Lutheran rebels who took up arms, such as Jakub Knade, were ruthlessly hunted down by the Crown. But the peaceful majority of Luther-sympathisers were regarded as bookish dissidents, anomalies, misguided but genuine fellow Christians, members of a late medieval church which already accommodated an impressive variety of pieties and ideas: not as enemies of Crown or society. Paradoxically, the ruling elites in Poland saw most Lutherans as fellow Catholics—whereas Lutherans were perfectly clear in their own minds and writings that they had rejected the Roman church entirely as a hellish darkness. Poland may not have ended up Lutheran by 1600, but it is a historical laboratory in which we can see how late medieval Christians imagined, and brought, both Lutheranism and reformed Catholicism into existence.

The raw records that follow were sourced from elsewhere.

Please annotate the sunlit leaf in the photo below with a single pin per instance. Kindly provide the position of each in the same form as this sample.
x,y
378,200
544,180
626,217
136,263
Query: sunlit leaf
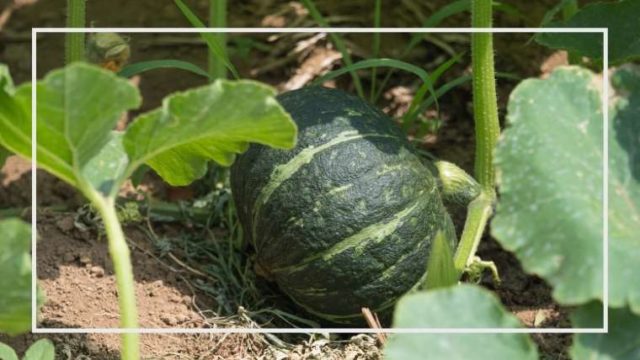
x,y
213,122
7,353
441,271
15,282
620,343
550,166
621,18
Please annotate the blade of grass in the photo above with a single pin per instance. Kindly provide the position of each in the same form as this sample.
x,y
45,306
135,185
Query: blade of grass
x,y
376,46
434,20
218,19
74,42
370,63
212,42
411,114
337,41
455,83
140,67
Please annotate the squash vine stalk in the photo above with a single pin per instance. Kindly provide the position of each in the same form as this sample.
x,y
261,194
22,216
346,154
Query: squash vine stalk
x,y
120,255
487,127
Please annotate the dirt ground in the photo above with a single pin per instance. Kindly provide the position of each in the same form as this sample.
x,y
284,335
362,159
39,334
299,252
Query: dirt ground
x,y
73,265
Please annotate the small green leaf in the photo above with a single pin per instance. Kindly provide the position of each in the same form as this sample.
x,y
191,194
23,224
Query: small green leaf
x,y
143,66
15,120
620,343
6,82
4,154
624,189
441,271
7,353
42,349
550,176
464,306
213,122
621,18
15,290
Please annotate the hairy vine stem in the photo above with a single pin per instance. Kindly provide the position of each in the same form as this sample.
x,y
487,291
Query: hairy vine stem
x,y
121,257
485,109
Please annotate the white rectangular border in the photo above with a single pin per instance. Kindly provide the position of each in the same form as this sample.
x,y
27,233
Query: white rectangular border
x,y
605,111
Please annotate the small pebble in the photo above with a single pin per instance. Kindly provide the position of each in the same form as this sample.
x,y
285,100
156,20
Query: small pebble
x,y
85,259
65,224
169,320
68,257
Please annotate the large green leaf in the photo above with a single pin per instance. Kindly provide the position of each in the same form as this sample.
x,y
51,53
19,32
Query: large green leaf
x,y
213,122
621,18
464,306
624,189
550,180
15,282
622,342
77,109
15,120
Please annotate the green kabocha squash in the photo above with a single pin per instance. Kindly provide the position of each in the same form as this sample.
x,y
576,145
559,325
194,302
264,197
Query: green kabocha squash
x,y
345,220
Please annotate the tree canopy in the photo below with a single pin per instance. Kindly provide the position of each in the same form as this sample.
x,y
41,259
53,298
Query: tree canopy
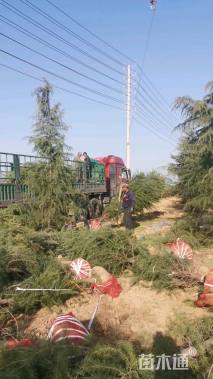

This year, as the snows melt in Central Europe, tourists will walk under the medieval cranes of Danzig’s waterside, or step over the plaque in Krakow’s market square marking the 1525 creation of Ducal Prussia (upstaged by men in dragon costumes, buskers, and flower-sellers), or take tea in Poznań’s Egyptology museum café, where Łukasz Górka once dwelt with his Lutheran household. They may be coming to contemplate other histories—ancient, Renaissance, Jewish—but all around them are spaces, sites and ghosts integral to the story of how Europe slipped into two polarised, warring churches, leaving behind a late medieval culture which had stretched from Lisbon to Lublin. The story of Martin Luther and King Sigismund, then, is a story of lost identities, new identities, and alternative narratives in European history—a timely lesson in how revolution, and cultural fragmentation, begins.